Reputation: 1
I am getting the following error when running a training script for a multi-label classification task on the Llama-2 7B model using the Huggingface Trainer. My training data contains a binary list of the 31 possible classes where 1 means they are in the text and 0 means they are not. I am training on a Tesla T4 with 16GB of memory. Here is the error:
Variable._execution_engine.run_backward( # Calls into the C++ engine to run the backward pass
torch.cuda.OutOfMemoryError: CUDA out of memory. Tried to allocate 32.00 MiB. GPU 0 has a total capacity of 15.57 GiB of which 12.31 MiB is free. Including non-PyTorch memory, this process has 15.56 GiB memory in use. Of the allocated memory 15.32 GiB is allocated by PyTorch, and 107.90 MiB is reserved by PyTorch but unallocated. If reserved but unallocated memory is large try setting max_split_size_mb to avoid fragmentation.
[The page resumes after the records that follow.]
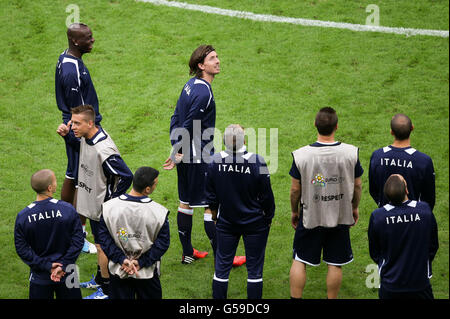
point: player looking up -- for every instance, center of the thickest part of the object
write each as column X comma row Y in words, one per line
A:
column 73, row 87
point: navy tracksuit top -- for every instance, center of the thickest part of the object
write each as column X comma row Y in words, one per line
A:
column 403, row 241
column 45, row 232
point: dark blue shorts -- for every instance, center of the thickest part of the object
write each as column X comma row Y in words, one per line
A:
column 334, row 242
column 191, row 183
column 255, row 240
column 131, row 288
column 426, row 293
column 72, row 159
column 94, row 228
column 54, row 290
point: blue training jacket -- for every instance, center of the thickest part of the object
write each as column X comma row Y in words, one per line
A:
column 238, row 184
column 45, row 232
column 74, row 87
column 403, row 241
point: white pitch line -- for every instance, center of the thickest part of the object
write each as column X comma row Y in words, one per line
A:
column 299, row 21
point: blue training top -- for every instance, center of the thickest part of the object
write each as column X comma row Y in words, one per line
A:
column 238, row 184
column 403, row 241
column 74, row 87
column 45, row 232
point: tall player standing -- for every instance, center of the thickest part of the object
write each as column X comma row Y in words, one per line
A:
column 74, row 87
column 192, row 134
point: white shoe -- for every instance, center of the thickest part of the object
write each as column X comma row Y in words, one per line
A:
column 89, row 248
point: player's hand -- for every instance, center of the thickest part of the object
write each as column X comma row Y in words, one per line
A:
column 56, row 272
column 131, row 267
column 355, row 212
column 294, row 219
column 170, row 164
column 63, row 129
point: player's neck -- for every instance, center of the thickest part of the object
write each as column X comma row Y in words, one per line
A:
column 92, row 132
column 74, row 52
column 40, row 197
column 136, row 194
column 325, row 138
column 208, row 77
column 402, row 144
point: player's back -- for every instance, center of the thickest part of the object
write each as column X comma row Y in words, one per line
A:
column 241, row 186
column 415, row 167
column 74, row 86
column 405, row 242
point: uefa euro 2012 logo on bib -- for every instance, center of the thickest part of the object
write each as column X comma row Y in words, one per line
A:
column 318, row 180
column 123, row 234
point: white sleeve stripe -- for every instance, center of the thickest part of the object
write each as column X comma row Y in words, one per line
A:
column 112, row 169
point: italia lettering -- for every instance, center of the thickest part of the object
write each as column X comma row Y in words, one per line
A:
column 402, row 219
column 44, row 215
column 396, row 162
column 84, row 186
column 332, row 197
column 234, row 168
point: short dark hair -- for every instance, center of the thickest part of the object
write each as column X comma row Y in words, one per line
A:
column 326, row 121
column 198, row 56
column 87, row 110
column 395, row 190
column 41, row 179
column 401, row 126
column 143, row 177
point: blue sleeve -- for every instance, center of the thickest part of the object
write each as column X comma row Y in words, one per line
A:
column 428, row 187
column 173, row 125
column 358, row 168
column 76, row 243
column 434, row 240
column 114, row 166
column 71, row 87
column 114, row 253
column 266, row 193
column 210, row 190
column 158, row 248
column 198, row 104
column 373, row 181
column 26, row 253
column 294, row 172
column 72, row 140
column 374, row 246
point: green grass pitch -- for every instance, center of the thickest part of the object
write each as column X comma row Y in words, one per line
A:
column 273, row 75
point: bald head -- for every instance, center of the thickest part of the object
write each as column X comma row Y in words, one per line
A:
column 80, row 39
column 76, row 30
column 401, row 126
column 395, row 189
column 41, row 180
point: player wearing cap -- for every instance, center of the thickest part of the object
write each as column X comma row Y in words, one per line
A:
column 403, row 240
column 48, row 237
column 400, row 158
column 74, row 87
column 240, row 196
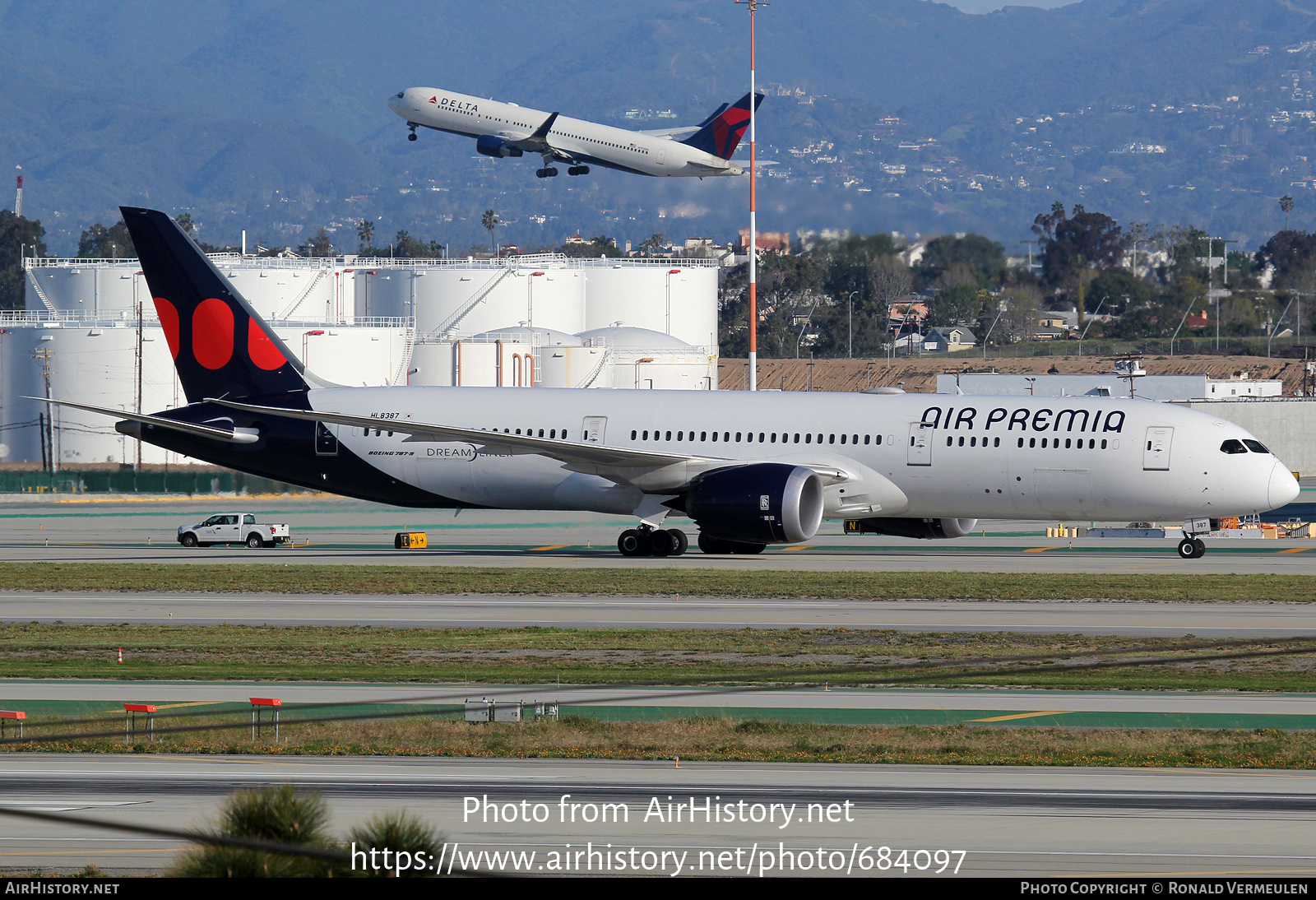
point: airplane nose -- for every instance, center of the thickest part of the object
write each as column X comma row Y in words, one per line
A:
column 1283, row 487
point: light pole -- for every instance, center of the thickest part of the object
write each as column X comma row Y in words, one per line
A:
column 753, row 206
column 1089, row 325
column 530, row 298
column 670, row 272
column 849, row 341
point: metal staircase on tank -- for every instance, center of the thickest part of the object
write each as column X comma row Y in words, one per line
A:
column 306, row 291
column 36, row 285
column 451, row 324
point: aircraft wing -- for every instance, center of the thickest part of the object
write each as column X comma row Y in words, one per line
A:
column 644, row 469
column 671, row 132
column 537, row 140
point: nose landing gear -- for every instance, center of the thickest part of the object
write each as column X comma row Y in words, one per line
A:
column 649, row 541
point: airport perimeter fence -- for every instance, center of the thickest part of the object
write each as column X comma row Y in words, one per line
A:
column 127, row 480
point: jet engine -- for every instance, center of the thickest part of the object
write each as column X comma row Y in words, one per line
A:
column 762, row 503
column 495, row 146
column 927, row 529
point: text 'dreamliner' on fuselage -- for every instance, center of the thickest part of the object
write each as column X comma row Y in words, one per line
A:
column 749, row 469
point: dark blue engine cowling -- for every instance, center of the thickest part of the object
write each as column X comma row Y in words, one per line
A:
column 762, row 503
column 494, row 146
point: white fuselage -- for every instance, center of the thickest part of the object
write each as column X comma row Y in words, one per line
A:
column 603, row 145
column 971, row 457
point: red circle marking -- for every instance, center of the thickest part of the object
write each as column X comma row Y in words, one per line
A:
column 261, row 349
column 212, row 333
column 169, row 322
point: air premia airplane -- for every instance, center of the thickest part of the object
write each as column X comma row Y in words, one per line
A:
column 749, row 469
column 506, row 129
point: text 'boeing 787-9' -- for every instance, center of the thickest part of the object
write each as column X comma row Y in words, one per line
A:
column 506, row 129
column 749, row 469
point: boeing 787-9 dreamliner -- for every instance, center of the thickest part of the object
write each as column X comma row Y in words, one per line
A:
column 749, row 469
column 506, row 129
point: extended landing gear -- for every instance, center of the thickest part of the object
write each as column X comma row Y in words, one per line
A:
column 714, row 545
column 648, row 541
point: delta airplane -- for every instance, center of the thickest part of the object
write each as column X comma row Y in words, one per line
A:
column 749, row 469
column 506, row 129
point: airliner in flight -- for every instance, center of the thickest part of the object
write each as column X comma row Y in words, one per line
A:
column 749, row 469
column 506, row 129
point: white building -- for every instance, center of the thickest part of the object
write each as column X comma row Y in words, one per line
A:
column 524, row 322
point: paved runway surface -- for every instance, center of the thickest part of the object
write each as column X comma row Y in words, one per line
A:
column 493, row 610
column 1007, row 821
column 105, row 528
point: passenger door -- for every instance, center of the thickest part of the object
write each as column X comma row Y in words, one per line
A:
column 1156, row 449
column 920, row 445
column 592, row 429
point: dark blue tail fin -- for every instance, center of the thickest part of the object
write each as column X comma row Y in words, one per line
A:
column 724, row 129
column 220, row 346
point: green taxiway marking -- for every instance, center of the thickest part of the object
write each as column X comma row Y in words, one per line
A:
column 48, row 709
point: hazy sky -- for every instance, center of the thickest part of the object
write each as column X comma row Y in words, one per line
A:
column 987, row 6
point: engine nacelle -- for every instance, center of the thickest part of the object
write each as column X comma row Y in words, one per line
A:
column 927, row 529
column 495, row 146
column 763, row 503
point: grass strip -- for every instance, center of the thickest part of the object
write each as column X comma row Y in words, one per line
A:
column 537, row 656
column 280, row 578
column 753, row 740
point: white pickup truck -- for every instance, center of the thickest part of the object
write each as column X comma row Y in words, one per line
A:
column 232, row 528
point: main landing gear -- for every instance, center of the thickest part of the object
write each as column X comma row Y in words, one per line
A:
column 649, row 541
column 715, row 545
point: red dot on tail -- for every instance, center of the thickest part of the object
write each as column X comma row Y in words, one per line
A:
column 212, row 333
column 261, row 349
column 169, row 322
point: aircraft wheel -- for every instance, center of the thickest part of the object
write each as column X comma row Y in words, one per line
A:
column 632, row 544
column 708, row 544
column 679, row 541
column 661, row 542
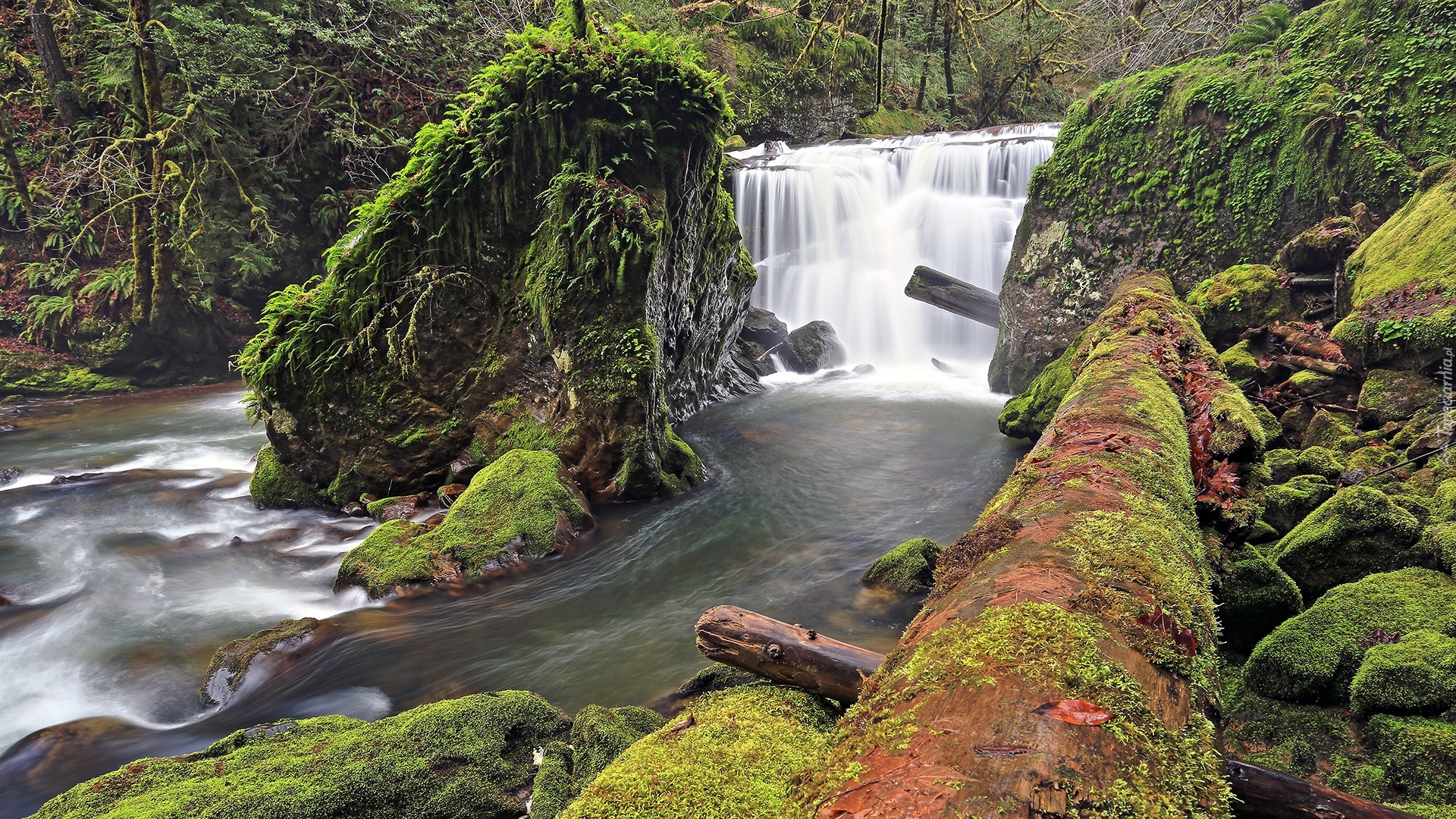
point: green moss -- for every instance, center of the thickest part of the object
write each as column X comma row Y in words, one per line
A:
column 459, row 758
column 226, row 670
column 1356, row 532
column 734, row 760
column 1289, row 503
column 1313, row 656
column 908, row 567
column 1254, row 598
column 275, row 485
column 1239, row 297
column 1028, row 414
column 1416, row 675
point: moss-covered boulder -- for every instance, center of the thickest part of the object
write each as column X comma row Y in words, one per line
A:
column 226, row 670
column 1414, row 675
column 558, row 265
column 1392, row 395
column 1288, row 503
column 275, row 484
column 520, row 506
column 1239, row 297
column 908, row 567
column 463, row 758
column 1356, row 532
column 1028, row 414
column 733, row 755
column 1312, row 656
column 1254, row 596
column 1220, row 161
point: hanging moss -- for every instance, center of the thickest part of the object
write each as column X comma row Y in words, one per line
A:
column 459, row 758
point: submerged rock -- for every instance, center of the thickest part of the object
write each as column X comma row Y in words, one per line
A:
column 908, row 567
column 813, row 347
column 224, row 673
column 469, row 757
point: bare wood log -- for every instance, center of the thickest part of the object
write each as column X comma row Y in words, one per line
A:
column 1270, row 795
column 746, row 640
column 949, row 293
column 785, row 653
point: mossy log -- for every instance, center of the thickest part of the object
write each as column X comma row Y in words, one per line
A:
column 786, row 653
column 949, row 293
column 1063, row 661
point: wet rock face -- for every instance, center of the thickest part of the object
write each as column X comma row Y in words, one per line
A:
column 813, row 347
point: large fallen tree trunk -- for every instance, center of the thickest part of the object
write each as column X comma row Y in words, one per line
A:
column 800, row 656
column 1062, row 664
column 949, row 293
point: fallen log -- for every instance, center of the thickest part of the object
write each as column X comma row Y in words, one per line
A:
column 949, row 293
column 785, row 653
column 747, row 640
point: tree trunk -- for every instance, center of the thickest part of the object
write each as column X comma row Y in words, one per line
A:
column 785, row 653
column 1062, row 664
column 949, row 293
column 53, row 64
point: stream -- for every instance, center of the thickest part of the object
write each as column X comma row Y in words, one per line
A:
column 127, row 577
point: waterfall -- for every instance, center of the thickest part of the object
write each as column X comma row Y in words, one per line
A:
column 836, row 231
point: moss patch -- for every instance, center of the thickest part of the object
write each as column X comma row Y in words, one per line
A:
column 459, row 758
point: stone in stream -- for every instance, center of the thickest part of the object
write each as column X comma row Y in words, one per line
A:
column 224, row 673
column 813, row 347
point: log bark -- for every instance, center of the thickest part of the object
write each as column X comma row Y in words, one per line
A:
column 1043, row 673
column 785, row 653
column 742, row 639
column 949, row 293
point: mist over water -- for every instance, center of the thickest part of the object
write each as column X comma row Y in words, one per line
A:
column 836, row 231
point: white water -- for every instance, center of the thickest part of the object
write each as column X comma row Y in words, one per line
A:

See documentation for Memory Management and PYTORCH_CUDA_ALLOC_CONF
The code that I am using is the following:
import torch
from torch import cuda
from torch.utils.data import Dataset
from transformers import AutoTokenizer
from transformers import EvalPrediction
from transformers import AutoModelForSequenceClassification, TrainingArguments, Trainer
from sklearn.metrics import roc_auc_score, f1_score, hamming_loss
from sklearn.model_selection import train_test_split
from sklearn.preprocessing import MultiLabelBinarizer
import datasets
import numpy as np
import pandas as pd
import json
if torch.cuda.is_available():
print("CUDA is available. Using GPU for training.")
device = torch.device('cuda')
else:
print("CUDA is not available. Using CPU for training.")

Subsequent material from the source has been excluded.